Ler na área do assinante

Há algum tempo penso que já não temos, excetuando raras exceções, nem ensino Superior nem um tribunal Superior. Pelo menos não no sentido em que entendo “Superior”, a saber: como uma esfera de excelência, de uma superioridade moral e intelectual.

Nesse momento, por exemplo, nosso “superior” tribunal federal está discutindo a criminalização da homofobia. Não há dúvida de que ninguém pode ter seus direitos violados em virtude de sua orientação sexual (e outras particularidades, como cor da pele, doutrina religiosa, etc). Não obstante, uma primeira questão que poderia ser colocada diante dessa discussão é a seguinte: é útil, relevante, uma lei contra a homofobia? Afinal, já não está previsto no Código Penal Brasileiro (ao qual estamos todos submetidos) vários tipos de crime que podem ser cometidos contra todo cidadão, seja ele homossexual ou heterossexual? Não está prevista condenação para aquele que ofende a dignidade ou decoro de outra pessoa (Artigo 140), ou seja, injúria (“ofendendo-lhe a dignidade ou o decoro”)? Não há também a previsão de condenação em casos de agressões corporais (Artigo 129 – “Ofender a integridade corporal ou a saúde de outrem”)?

Na verdade, nosso Código Penal oferece várias alternativas para a punição de crimes contra os indivíduos e sua dignidade.

Afinal, tais leis se aplicam ao indivíduo enquanto pessoa, independentemente de suas particularidades e preferências. Não seria apenas o caso de aplicarmos duramente o Código Penal em situações que justifiquem sua aplicação?

Uma questão ulterior que poderia ser levantada concerne às implicações temerárias dessa iniciativa, uma vez que ela criaria uma “elite” de cidadãos de ‘primeira classe’ (nesse caso, os homossexuais), para os quais haveria uma legislação especial, o que traria incontornáveis e nefastas consequências para a democracia (por exemplo, para as liberdades de expressão, consciência, religião, etc, pilares da civilização Ocidental – aliás, muito provavelmente um texto como o que estou escrevendo seria criminalizado se a homofobia fosse criminalizada: afinal, se os homossexuais se tornarem ‘mais iguais do que os outros’, como poderei afirmar, sem os ofender, que “todos são iguais perante a lei, sem distinção de qualquer natureza”?).

Outra questão, ainda (e, talvez, mais perniciosa), concerne aos fundamentos débeis desse debate desde o ponto de vista dos defensores da criminalização da homofobia. E aqui chegamos a um dos flagelos de nosso tempo, qual seja: o predomínio do abjeto sentimentalismo tóxico e da decorrente vacuidade intelectual.
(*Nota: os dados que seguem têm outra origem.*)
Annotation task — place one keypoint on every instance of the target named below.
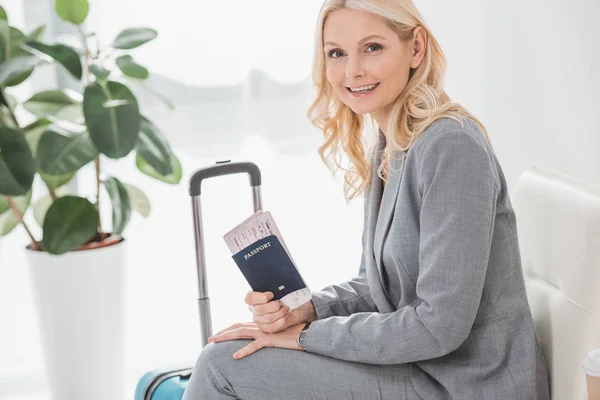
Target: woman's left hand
(285, 339)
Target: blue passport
(268, 268)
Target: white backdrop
(239, 76)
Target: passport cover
(268, 268)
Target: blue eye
(332, 53)
(374, 46)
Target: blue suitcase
(170, 383)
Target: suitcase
(170, 383)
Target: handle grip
(223, 168)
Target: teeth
(363, 88)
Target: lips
(356, 87)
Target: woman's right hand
(274, 316)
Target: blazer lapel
(388, 204)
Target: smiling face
(366, 62)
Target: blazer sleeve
(457, 180)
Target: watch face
(301, 338)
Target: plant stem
(13, 117)
(14, 208)
(51, 191)
(86, 71)
(97, 164)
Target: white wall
(531, 71)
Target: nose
(354, 68)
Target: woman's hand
(285, 339)
(273, 316)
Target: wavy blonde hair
(421, 103)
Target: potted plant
(77, 264)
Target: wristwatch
(301, 336)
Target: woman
(439, 309)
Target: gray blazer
(440, 285)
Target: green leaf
(57, 181)
(63, 54)
(173, 178)
(9, 220)
(34, 131)
(70, 222)
(74, 11)
(13, 70)
(99, 71)
(40, 208)
(37, 33)
(153, 147)
(17, 167)
(131, 38)
(139, 200)
(112, 117)
(61, 104)
(131, 68)
(4, 40)
(14, 51)
(121, 204)
(59, 155)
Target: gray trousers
(274, 374)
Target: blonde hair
(421, 103)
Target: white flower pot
(79, 297)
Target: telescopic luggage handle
(221, 168)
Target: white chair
(558, 222)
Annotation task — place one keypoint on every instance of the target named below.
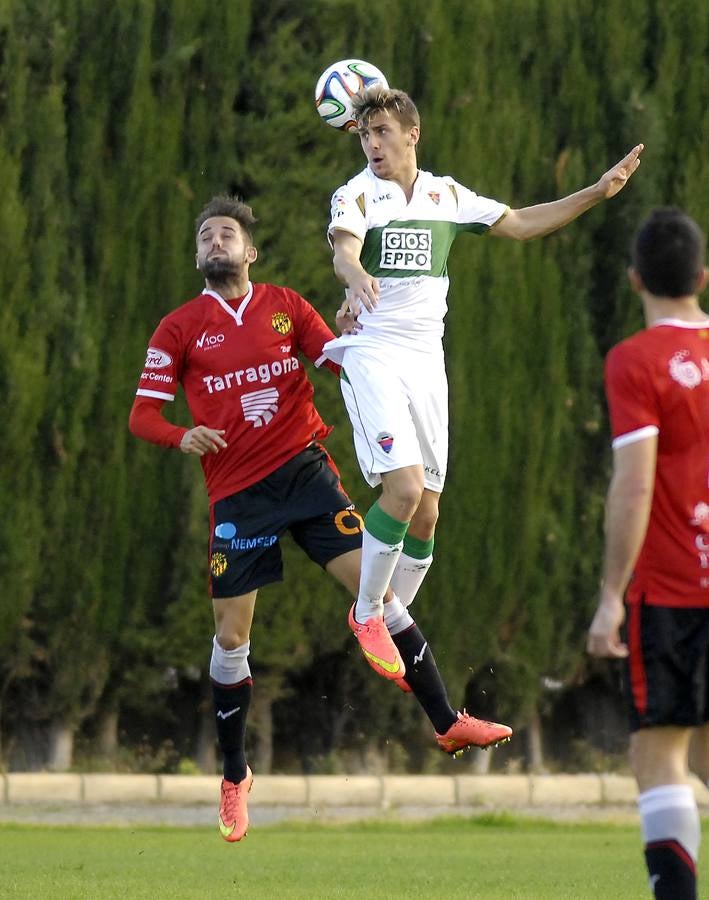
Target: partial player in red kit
(656, 561)
(237, 350)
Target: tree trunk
(535, 753)
(60, 748)
(260, 736)
(480, 761)
(107, 737)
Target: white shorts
(398, 405)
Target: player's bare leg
(231, 689)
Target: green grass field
(490, 857)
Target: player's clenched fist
(201, 440)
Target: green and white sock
(411, 568)
(382, 541)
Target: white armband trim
(632, 436)
(158, 395)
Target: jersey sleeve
(346, 213)
(146, 421)
(475, 213)
(162, 369)
(311, 332)
(632, 400)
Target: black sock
(231, 706)
(423, 677)
(672, 871)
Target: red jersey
(238, 363)
(657, 382)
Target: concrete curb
(320, 792)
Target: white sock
(669, 812)
(229, 666)
(408, 577)
(396, 616)
(378, 563)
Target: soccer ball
(336, 87)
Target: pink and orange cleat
(469, 732)
(378, 648)
(233, 811)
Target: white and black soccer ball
(336, 87)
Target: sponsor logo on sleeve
(406, 248)
(385, 441)
(157, 359)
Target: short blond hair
(376, 98)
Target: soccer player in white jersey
(392, 227)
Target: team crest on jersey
(281, 323)
(218, 564)
(684, 371)
(385, 441)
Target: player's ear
(636, 282)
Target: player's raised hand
(604, 634)
(617, 177)
(201, 440)
(346, 320)
(362, 291)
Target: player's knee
(230, 638)
(425, 522)
(406, 495)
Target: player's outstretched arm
(544, 218)
(362, 288)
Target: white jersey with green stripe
(405, 245)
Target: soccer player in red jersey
(657, 542)
(236, 349)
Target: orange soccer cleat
(233, 811)
(378, 648)
(468, 732)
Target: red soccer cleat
(378, 648)
(468, 732)
(233, 811)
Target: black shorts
(304, 496)
(668, 665)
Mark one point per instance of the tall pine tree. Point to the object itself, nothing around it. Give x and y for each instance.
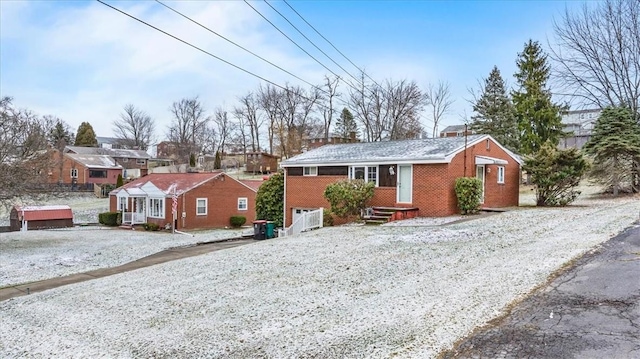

Dito de outra forma, sejam bem vindos às choças do debate humanístico, o qual contaminou outras áreas para além das ‘humanidades’ (de onde saíram as ideias mais ridículas e contrárias ao bom senso e à ciência). Isso inclui, inclusive, o judiciário, especialmente se levarmos em consideração seu evidente “ativismo”, o qual se baseia não em razões, fatos, conhecimento objetivo, ciência, etc, mas em ideologias muitas vezes oriundas de mentes torpes. E nesse ponto entra em ação especialmente o apelo emotivo, frases assignificativas, etc.

Por exemplo, enquanto escrevo esse texto militantes de grupos LGBTs estão em mobilização no STF para defender a criminalização da homofobia. E como se dá tal “mobilização” e “defesa”? Com gritos, por exemplo. O propósito é claro: intimidar (não argumentar). Tal comportamento se assemelha muito ao da criança que se joga no chão, grita, chora, esperneia, etc, para ganhar o que deseja. Essa tem sido, aliás, a tradicional estratégia dos defensores da “inclusão”, da “diversidade”, do “multiculturalismo”, etc. Afinal, parece não lhes restar muito além do apelo emotivo (uma vez que a razão e a ciência não estão ao seu lado).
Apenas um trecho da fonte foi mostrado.